Interfacial Engineering of SeO Ligands on Tellurium Featuring Synergistic Functionalities of Bond Activation and Chemical States Buffering toward Electrocatalytic Conversion of Nitrogen to Ammonia

Ammonia (NH₃) production from electrochemical nitrogen (N₂) reduction reaction (NRR) under ambient conditions represents a sustainable alternative to the traditional Haber-Bosch process. However, the conventional electrocatalytic NRR process often suffers from low selectivity (competition with the hydrogen evolution reaction (HER)) and electron transfer bottleneck for efficient activation and dissociation. Herein, a strategy to simultaneously promote selectivity and activity through dual-incorporation of Se and O elements onto the shell of HER-inactive Te nanorods is reported. It is theoretically and experimentally verified that the exposure of lone-pair electrons in the TeO₂ shell of Se, O dual-doped Te nanorods can maximize orbits overlap between N₂ and Te for N-N bond activation via π-backdonation interactions.
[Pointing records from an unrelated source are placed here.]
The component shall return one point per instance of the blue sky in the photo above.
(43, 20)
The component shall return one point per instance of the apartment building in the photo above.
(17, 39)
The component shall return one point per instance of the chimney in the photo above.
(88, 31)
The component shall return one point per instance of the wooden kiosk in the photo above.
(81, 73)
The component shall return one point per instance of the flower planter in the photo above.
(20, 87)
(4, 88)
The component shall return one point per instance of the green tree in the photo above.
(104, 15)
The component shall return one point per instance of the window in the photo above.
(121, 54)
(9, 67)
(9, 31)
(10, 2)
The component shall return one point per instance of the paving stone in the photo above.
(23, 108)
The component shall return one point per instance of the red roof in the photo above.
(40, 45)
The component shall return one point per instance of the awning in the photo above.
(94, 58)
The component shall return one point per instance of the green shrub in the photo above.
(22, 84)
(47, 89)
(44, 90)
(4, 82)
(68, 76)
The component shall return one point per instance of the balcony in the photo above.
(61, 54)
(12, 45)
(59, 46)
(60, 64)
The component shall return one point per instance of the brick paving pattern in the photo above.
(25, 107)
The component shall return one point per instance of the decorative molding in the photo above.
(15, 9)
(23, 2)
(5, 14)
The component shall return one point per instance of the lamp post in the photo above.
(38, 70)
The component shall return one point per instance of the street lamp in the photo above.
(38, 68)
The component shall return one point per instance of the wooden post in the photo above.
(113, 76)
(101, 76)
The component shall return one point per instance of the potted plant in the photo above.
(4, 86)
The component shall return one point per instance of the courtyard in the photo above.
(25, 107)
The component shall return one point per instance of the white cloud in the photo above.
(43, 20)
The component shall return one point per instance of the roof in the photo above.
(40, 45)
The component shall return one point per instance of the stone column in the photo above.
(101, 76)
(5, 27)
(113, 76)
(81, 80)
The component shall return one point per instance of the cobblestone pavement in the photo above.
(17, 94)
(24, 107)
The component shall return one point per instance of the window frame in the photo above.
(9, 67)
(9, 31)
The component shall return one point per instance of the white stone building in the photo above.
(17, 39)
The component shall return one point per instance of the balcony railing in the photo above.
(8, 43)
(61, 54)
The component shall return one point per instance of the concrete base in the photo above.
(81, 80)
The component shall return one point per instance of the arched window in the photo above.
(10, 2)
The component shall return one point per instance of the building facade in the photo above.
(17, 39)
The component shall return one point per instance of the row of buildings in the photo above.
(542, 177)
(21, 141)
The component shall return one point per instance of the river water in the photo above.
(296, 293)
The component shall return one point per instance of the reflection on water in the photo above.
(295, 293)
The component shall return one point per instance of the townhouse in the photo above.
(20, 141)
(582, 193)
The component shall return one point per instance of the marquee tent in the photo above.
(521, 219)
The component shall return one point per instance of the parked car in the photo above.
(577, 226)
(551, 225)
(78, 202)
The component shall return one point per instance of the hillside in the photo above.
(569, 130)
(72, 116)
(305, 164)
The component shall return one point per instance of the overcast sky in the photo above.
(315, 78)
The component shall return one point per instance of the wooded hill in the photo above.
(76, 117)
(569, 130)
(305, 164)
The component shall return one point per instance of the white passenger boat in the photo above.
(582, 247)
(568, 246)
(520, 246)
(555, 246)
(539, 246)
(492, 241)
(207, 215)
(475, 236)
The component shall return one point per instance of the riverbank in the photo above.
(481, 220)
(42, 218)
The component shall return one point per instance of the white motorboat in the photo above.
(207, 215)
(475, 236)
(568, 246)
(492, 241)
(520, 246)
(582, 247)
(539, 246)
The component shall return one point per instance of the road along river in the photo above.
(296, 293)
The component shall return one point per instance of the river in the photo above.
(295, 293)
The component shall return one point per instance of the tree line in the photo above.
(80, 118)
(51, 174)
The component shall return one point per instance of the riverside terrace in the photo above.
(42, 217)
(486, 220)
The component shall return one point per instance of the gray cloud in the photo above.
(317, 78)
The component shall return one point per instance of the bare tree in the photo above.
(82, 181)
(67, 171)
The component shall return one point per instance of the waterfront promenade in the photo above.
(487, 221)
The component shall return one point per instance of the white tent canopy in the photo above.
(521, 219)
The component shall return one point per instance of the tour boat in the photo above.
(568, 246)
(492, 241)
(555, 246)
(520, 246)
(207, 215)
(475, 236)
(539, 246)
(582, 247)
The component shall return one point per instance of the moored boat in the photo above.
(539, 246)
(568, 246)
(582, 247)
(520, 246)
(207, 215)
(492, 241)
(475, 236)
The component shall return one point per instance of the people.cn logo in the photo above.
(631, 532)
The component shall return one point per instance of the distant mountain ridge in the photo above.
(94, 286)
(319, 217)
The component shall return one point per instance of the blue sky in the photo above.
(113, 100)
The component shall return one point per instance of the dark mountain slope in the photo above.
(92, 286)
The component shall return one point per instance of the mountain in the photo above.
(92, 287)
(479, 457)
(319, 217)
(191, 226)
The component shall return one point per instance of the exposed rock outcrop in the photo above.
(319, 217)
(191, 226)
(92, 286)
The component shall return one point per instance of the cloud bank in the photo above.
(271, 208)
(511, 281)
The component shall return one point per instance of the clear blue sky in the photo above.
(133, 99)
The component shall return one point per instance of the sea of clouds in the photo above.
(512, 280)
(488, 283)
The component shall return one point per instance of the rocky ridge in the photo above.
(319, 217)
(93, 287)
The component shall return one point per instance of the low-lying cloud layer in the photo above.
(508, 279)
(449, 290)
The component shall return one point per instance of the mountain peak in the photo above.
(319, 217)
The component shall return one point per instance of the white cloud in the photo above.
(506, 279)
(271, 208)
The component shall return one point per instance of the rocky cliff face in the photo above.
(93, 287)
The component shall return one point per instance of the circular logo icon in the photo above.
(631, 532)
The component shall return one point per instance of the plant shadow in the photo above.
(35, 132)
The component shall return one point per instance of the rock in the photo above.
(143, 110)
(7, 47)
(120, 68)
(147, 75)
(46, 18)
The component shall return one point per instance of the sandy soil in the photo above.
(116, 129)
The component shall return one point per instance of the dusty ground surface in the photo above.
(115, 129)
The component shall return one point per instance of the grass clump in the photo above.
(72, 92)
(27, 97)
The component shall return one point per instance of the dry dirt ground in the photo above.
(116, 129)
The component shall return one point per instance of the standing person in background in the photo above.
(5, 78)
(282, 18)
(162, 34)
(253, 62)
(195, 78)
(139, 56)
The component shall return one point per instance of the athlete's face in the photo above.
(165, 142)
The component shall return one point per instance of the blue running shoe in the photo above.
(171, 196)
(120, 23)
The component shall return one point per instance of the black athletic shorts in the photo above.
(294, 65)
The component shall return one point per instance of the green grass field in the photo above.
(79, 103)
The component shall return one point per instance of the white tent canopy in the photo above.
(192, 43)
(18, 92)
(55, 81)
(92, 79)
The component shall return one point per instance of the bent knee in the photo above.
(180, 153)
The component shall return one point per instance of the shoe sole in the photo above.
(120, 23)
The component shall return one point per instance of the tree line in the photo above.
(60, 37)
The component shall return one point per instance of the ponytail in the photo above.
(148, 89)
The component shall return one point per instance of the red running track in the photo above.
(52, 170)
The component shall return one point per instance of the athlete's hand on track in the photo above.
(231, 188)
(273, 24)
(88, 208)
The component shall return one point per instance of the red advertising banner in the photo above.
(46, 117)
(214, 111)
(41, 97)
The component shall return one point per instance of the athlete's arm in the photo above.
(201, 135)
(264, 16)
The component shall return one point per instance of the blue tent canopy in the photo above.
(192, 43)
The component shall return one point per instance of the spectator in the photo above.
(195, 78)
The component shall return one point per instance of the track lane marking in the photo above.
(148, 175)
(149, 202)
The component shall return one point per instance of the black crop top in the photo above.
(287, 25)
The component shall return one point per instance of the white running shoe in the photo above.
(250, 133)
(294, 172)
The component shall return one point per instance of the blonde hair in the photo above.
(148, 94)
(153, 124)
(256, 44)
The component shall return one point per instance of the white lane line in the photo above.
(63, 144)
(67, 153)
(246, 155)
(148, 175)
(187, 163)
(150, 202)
Further, the Gibbs free energy change indicates that the Lewis-basic anchor -SeO ligand with strong electron-donating characteristics serves as an electron reservoir and is capable of buffering the oxidation state variation of Te, thereby improving the thermodynamics of desorption of the intermediates in the N₂-to-NH₃ conversion process. As expected, a high faradaic efficiency of 24.56% and NH₃ yield rate of ≈21.54 µg h^-1 mg^-1 are obtained under a low overpotential of ≈0.30 V versus reversible hydrogen electrode in an aqueous electrolyte under ambient conditions.